We know one thing--the men that killed Rutter are the ones
that held us up, and got off with that money of mine. And say--how did
those fellows know I had that money and where I was carrying it? Good
Lord! it sounds like the plot of a dime novel."
It was a stubborn riddle for us to try and read. And our surroundings at
that particular moment were not the most favorable to coherent thought
or plausible theory-building. When a man has been robbed at the point of
a gun, and set afoot in the heart of an unpeopled waste, with a dead man
and a dying fire for company, his nerves are apt to get a little bit on
edge. Things that wouldn't tax your fortitude in daylight look like the
works of the devil when you have to face them in the black hours of the
night. None of us are so far removed from savagery that a few grains of
superstition don't lurk in our souls, all ready to bob up if the setting
is appropriate. If it should ever be my lot to take the Long Trail at
short notice, I hope it will be under a blue sky and a blazing sun.

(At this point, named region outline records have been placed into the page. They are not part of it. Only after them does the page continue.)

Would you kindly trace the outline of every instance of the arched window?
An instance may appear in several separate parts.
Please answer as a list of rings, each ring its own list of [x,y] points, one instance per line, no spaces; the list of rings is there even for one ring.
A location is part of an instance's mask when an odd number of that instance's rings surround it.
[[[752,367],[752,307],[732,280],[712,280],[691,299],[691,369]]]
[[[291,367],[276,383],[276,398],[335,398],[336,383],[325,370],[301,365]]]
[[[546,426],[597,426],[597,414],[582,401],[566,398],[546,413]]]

It
was hard to be philosophic, or even decently calm, standing there in the
sickly glow of the fading coals with old Hans mutely reminding us that
life is a tenuous thread, easily snipped.
A little night breeze rustling the willows about us brought into my mind
the fact that our masked acquaintances could easily sneak up and pot us
if, as an afterthought, they decided to do a really workmanlike job.